Proposal on how to study g++ compile-time regression and progression since 2.95.2 and initial analysis

Tue Feb 27 19:33:00 GMT 2001

http://gcc.gnu.org/gcc-3.0/criteria.html says that we will study the
compile-time performance for C++ in 2.95.2 and 3.0 release candidates
on the Primary Evaluation Platforms but does not list any particular
representative sources for study.

I propose two possible representative sources and give current results
for a Secondary Evaluation Platform.  I think it is quite important to
break this study into two parts: header processing speed (since some
C++ projects are clearly dominated by many small source files each
implementing a small part of a total program or library) and code
generation speed (since some C++ projects are clearly dominated by
template crunching and other heavy lifting, etc).

/usr/bin/g++ is ``gcc version 2.95.2 19991024 (release)''.
/usr/local/beta-gcc/bin/g++ is ``gcc version 3.0 20010227
(prerelease)'' [made soon *after* checking was *disabled* on the 3.0
branch].  The platform was i386-unknown-freebsd4.2.  Both compilers
were built with equivalent BOOTSTRAP flags (-O2 -g).

1. Proposed C++ test one studies the time/memory to process an
extended, but typical and standard, set of header files and is
generated as follows (note: we preprocess with the 3.0 release
candidate but must do a bit of fix-up since 2.95.2 didn't support
__builtin_va_list and legal static_cast<> usage appears to have been
relaxed somewhat between releases):

; /usr/local/beta-gcc/bin/g++ -E \
    $srcdir/libstdc++-v3/testsuite/17_intro/headers.cc | \
  sed 's,__builtin_va_list,void*,' | \
  sed 's,static_cast<const,static_cast<,' >cc_test1.i

Current results are mixed:

; limit datasize 14m
; time /usr/bin/g++ -O2 -c cc_test1.i
     5r     3.8u     0.1s       /usr/bin/g++ -O2 -c cc_test1.i
; limit datasize 4m
; time /usr/local/beta-gcc/bin/g++ -O2 -c cc_test1.i
    12r     6.6u     0.1s       /usr/local/beta-gcc/bin/g++ -O2 -c cc_test1.i

[AFAIK, the only semi-portable way to check memory usage under POSIX
 is to set a small limit in the shell (the syntax above is different
 than your favorite shell); attempt compilation; and try again with a
 larger limit.  The above numbers were found by hand but I see how to
 easily automate this under a portable /bin/sh script without any
 problem.]

Runtime performance has gotten worse beyond the specification in the
release criteria document; but memory usage for merely processing
standard header declarations is looking awesome.  Great work guys!
(However, I could send some bizarre, recursive, inline template code
that totally blows up 3.0 verses 2.95.2 but I don't think that use is
anywhere near typical so I won't unless someone asks for it ;-).

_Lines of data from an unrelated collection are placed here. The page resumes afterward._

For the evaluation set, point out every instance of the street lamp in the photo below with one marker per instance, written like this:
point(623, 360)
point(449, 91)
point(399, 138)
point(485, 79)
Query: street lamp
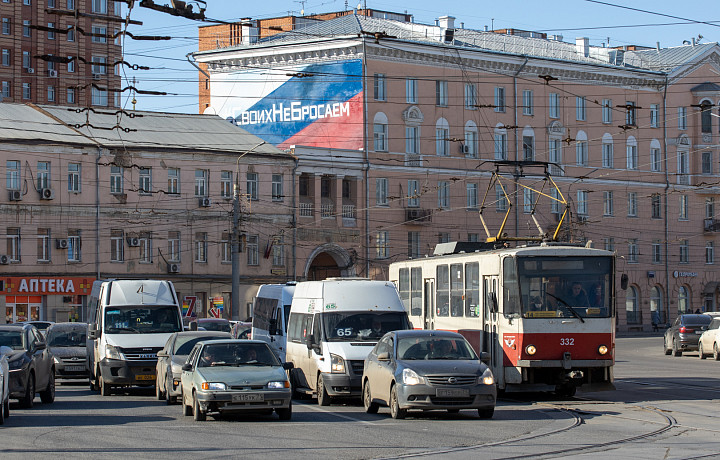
point(235, 245)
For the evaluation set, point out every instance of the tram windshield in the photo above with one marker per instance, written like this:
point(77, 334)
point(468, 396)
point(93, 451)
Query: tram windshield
point(559, 287)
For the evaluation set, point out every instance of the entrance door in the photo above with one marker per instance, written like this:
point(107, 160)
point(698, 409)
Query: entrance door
point(429, 305)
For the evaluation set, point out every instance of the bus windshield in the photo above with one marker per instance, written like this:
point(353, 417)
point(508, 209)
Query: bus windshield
point(142, 320)
point(563, 287)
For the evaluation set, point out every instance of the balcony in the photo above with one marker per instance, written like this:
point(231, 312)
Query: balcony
point(417, 216)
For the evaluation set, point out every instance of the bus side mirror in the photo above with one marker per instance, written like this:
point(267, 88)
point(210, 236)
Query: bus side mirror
point(624, 282)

1a. In an alternate version of this test, we could force both
compilers to use the actual C++ headers shipped (or to be shipped)
with the release and do all required preprocessing on those headers as
well.  At first glance, this is quite unfair to 3.0 since, e.g. on my
platform, <iostream> alone pulls in about 10x lines under 3.0 as
compared to 2.95.2 (as measured with 'g++ -E [...] | wc').  However,
this is the baseline performance users will actually see in day-to-day
use.  I.e. Unfair or not, I think most g++ users, especially those
most prone to complain about a slowdown in compile time, will test the
compiler versions against one another with actual application source
code which uses standard headers and not preprocessed code.  In
addition, when one looks at the number of lines of non-blank code
produced when $srcdir/gcc/testsuite/g++.old-deja/g++.other/headers1.C
(which is not as exhaustive as the above standard header processing
test but contains only those headers available under both 2.95.2 and
3.0) is preprocessed by each version of the compiler, 3.0 is only
about 33% more lines than 2.95.2 (23618 verses 17225 lines).

; cp $srcdir/gcc/testsuite/g++.old-deja/g++.other/headers1.C cc_test1.C

Current results:

; limit datasize 12m
; time /usr/bin/g++ -O2 -c cc_test1.C
     3r     3.0u     0.1s       /usr/bin/g++ -O2 -c cc_test1.C
; limit datasize 5m
; time /usr/local/beta-gcc/bin/g++ -O2 -c cc_test1.C
     7r     6.6u     0.2s       /usr/local/beta-gcc/bin/g++ -O2 -c cc_test1.C

2. Proposed C++ test two studies time/memory to produce object code
from C++ code instead of focusing on header processing speed as in C++
test one.  Any large body of representative C++ code that uses no or
few standard headers could work for this test.  stepanov_v1p2.C would
appear to be too small.  POOMA would appear to fit the bill especially
since it is already being used as a real-world regression test for
gcc3.  (I was able to build POOMA against gcc 2.95.2 without any
problems but it doesn't appear to offer a configuration for gcc3 yet.
Since I knew someone was working on this already, I only spent a
little time monkeying around with the configuration without success.)

The POOMA build procedure already reports the time required to build
various benchmarks (broken down to a per-file compilation).  Luckily,
they implemented that feature as a hook point.

Instead of using /usr/bin/time at that hook point, a wrapper script
may be placed around the standard g++ invocation to attempt
compilation under different memory constraints (using the same
technique hinted at above).  The script could report both the time and
memory usage of the compilation that succeeded instead of just the
time.  Comparisons between compiler versions, as shown above for
proposed C++ test one, would then be possible.

Comments on this analysis approach and/or the proposal to split the
compile-time performance study or the particular tests?  I should have
a script to automate testing and reporting of "proposed C++ test one"
using the technique outlined above quite soon.

Regards,
Loren